Atypical Fibroxanthoma (AFX)

Atypical Fibroxanthoma (AFX)

AFX is a tumour that occurs primarily in older individuals after the skin of the head and neck has been damaged significantly by sun exposure and/or therapeutic radiation. Clinically, lesions usually are suggestive of malignancy because they arise rapidly (over just a few weeks or months) in skin in which other skin cancers have been found and treated. When this clinical impression is combined with highly anaplastic pathology, misdiagnosis can result in unnecessary and extensive surgery and radiation.

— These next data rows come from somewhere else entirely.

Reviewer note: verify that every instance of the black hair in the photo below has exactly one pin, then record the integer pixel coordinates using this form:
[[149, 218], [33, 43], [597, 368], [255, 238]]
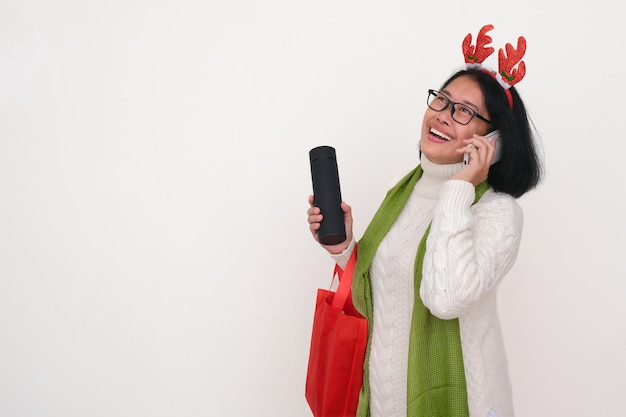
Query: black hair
[[519, 169]]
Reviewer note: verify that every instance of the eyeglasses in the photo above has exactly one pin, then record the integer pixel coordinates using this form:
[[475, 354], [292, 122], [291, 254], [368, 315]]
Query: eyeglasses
[[460, 112]]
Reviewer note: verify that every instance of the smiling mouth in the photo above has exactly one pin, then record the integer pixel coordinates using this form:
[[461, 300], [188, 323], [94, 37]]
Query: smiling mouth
[[440, 135]]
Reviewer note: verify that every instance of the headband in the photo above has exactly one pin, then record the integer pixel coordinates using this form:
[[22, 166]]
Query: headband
[[507, 76]]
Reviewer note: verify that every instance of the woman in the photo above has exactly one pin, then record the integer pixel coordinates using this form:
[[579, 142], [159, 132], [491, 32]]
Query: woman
[[430, 260]]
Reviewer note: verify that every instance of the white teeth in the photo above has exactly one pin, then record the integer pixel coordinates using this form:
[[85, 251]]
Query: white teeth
[[441, 135]]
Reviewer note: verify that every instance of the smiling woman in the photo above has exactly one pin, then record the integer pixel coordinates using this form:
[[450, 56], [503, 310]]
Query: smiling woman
[[432, 257]]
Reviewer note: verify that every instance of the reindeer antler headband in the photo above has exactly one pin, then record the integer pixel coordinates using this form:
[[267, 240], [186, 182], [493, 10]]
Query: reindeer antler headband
[[507, 76]]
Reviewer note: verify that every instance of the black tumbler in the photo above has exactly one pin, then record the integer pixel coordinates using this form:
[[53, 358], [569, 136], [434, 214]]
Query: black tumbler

Histologically, lesions show a highly atypical and pleomorphic cellular appearance, but they typically respond to simple local excision. Clinicopathologic correlation is essential. Factors important to consider are lesion location, patient age, histopathologic appearance, and the observation that the tumour arises from the dermis, not the fat. Many AFX tumours may represent a superficial form of malignant fibrous histiocytoma (MFH) with a much better prognosis. Some cases may represent primary squamous cell carcinoma (SCC) that fails to express keratin.

Sex: Male-to-female ratio is equal.

Age:  In one study, age ranged from 13-95 years with a mean age of 69 years.

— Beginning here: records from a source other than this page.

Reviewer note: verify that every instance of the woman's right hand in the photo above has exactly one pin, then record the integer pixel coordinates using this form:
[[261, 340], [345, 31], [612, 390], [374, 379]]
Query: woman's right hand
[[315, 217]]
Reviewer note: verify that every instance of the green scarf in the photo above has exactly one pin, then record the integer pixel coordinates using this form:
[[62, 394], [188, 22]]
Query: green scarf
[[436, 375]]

History : Typically, the patient presenting with AFX is an older individual (mean age 69 y) with sun-damaged or radiation-damaged skin of the head, neck, and scalp.


  • Nodules are red, juicy, and dome shaped and they may be ulcerated. Lesions are usually located on skin that is red, thin, and telangiectatic, indicating previous significant sun or radiation damage. Some nodules are dark enough, due to deposits of haemosiderin, to be confused with a nodular melanoma.
  • Nodules primarily are located on the head and neck and in sun-exposed areas. In addition, lesions have been reported to occur on the trunk, extremities, and in sun-protected areas. The ratio of lesions that occur on the head and neck to lesions that occur in other areas is approximately 4:1.
  • Tumour size increases proportionately with duration of existence but rarely exceeds 3 cm in diameter.
  • Lesion growth typically is rapid, and patients usually seek medical advice within 6 months of onset.
  • In adult cases, skin underlying developing AFX lesions may be considered locally immunosuppressed. Recent reports showed an increased incidence of AFX in patients with AIDS and in patients who are immunosuppressed because of organ transplantation.
  • One case of localized cutaneous metastases has been reported after excision of the primary lesion. This seems to be extremely rare.


Sun exposure and/or therapeutic radiation that have caused significant skin damage are associated with the development of AFX. The tumour primarily occurs on the head or neck of older individuals.

  1. #1 by Dr. Isabelle Jonsson on August 12, 2011 - 9:59 am

    Do we manage these like SCC’s or like a completely benign lesion?? If you performed a shave biopsy and the result is an AFX, do you proceed to excision or reassure the patient?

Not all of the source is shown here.